Selena Babb

Personal information
- Full name: Selena Delia Babb
- Date of birth: 26 August 1995 (age 31)
- Place of birth: Rotterdam, Netherlands
- Height: 1.76 m (5 ft 9 in)
- Position: Goalkeeper

Team information
- Current team: Como
- Number: 32

Senior career*
- Years: Team / Apps / (Gls)
- 2013–2014: FC Utrecht / 0 / (0)
- 2017–2018: Excelsior / 1 / (0)
- 2018–2019: Olimpia Cluj
- 2019: Apollon Ladies
- 2019–2020: Sporting de Huelva / 1 / (0)
- 2020–2022: Sampdoria / 4 / (0)
- 2021: → AC Milan (loan) / 2 / (0)
- 2022: → AC Milan (loan) / 0 / (0)
- 2022–2026: AC Milan / 5 / (0)
- 2026–: Como / 0 / (0)

= Selena Babb =

Footballer (born 1995)

Selena Delia Babb (born 26 August 1995) is a professional footballer who plays as a goalkeeper who plays for Serie A Women club Como. Born in the Netherlands, she plays for the Suriname national team.

==Career==
Selena made her league debut for Excelsior against ADO Den Haag on 25 May 2018.

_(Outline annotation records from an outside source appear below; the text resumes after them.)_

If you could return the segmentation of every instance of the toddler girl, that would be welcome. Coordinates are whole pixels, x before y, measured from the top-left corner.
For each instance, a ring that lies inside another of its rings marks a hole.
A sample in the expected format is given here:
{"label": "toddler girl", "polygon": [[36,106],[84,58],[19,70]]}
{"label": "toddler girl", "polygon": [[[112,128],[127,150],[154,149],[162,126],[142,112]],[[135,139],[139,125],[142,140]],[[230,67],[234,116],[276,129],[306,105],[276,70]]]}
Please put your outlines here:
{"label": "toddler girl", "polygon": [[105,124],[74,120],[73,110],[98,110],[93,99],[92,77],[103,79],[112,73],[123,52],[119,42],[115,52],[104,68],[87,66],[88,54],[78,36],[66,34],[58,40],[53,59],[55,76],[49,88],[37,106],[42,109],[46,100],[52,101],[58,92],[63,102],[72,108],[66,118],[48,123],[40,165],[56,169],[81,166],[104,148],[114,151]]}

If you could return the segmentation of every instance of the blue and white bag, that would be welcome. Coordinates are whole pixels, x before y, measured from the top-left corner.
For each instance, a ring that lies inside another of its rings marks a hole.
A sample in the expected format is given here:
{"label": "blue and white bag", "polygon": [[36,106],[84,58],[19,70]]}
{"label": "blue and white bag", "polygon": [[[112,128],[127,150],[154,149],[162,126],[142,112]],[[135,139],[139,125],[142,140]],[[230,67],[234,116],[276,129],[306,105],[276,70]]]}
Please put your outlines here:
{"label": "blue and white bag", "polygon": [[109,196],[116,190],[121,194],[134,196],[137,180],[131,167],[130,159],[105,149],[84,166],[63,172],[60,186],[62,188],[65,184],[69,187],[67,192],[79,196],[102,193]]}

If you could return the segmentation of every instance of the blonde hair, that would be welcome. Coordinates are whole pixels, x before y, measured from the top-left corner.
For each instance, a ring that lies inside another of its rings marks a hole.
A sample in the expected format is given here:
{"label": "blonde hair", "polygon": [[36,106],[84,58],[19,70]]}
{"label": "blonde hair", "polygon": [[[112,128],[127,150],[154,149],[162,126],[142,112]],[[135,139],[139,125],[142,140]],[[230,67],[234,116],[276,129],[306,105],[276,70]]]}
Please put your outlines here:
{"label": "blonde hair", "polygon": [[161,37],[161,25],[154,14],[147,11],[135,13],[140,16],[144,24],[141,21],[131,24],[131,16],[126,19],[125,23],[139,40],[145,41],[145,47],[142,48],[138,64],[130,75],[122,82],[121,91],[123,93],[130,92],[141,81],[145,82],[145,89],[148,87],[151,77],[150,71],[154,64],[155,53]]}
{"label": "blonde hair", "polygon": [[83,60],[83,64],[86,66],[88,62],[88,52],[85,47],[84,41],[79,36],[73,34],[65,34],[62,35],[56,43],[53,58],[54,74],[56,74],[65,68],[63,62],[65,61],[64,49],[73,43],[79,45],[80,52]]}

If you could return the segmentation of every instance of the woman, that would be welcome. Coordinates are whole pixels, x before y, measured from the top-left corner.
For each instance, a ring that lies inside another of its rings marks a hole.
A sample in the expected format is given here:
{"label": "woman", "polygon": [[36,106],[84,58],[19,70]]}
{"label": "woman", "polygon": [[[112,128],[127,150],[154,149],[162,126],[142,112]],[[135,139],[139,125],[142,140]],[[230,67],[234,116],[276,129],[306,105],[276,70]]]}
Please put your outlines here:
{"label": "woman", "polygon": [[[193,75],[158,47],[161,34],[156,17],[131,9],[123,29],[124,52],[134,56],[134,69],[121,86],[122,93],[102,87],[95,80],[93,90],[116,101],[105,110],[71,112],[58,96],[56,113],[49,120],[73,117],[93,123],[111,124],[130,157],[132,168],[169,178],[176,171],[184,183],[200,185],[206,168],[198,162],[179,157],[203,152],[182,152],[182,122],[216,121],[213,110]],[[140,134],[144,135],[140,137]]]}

Selena Babb transferred to Sporting de Huelva from the Cypriot side Apollon Ladies F.C. in 2019. She made her league debut against Real Sociedad on 7 December 2019.

A year later in 2020, Babb transferred to the Serie A side Sampdoria. In July 2020, she joined AC Milan on a one-year loan, making her league debut against Sassuolo on 15 May 2021.

In 2022, Babb rejoined Milan on another one-year loan. She was named on the bench for the rest of the season.

She joined Milan permanently and made her league debut against Fiorentina on 7 May 2023. On 19 August 2023, it was announced that she had extended her contract.

On 20 August 2026, Babb joined Serie A Women side FC Como Women on a one-year contract.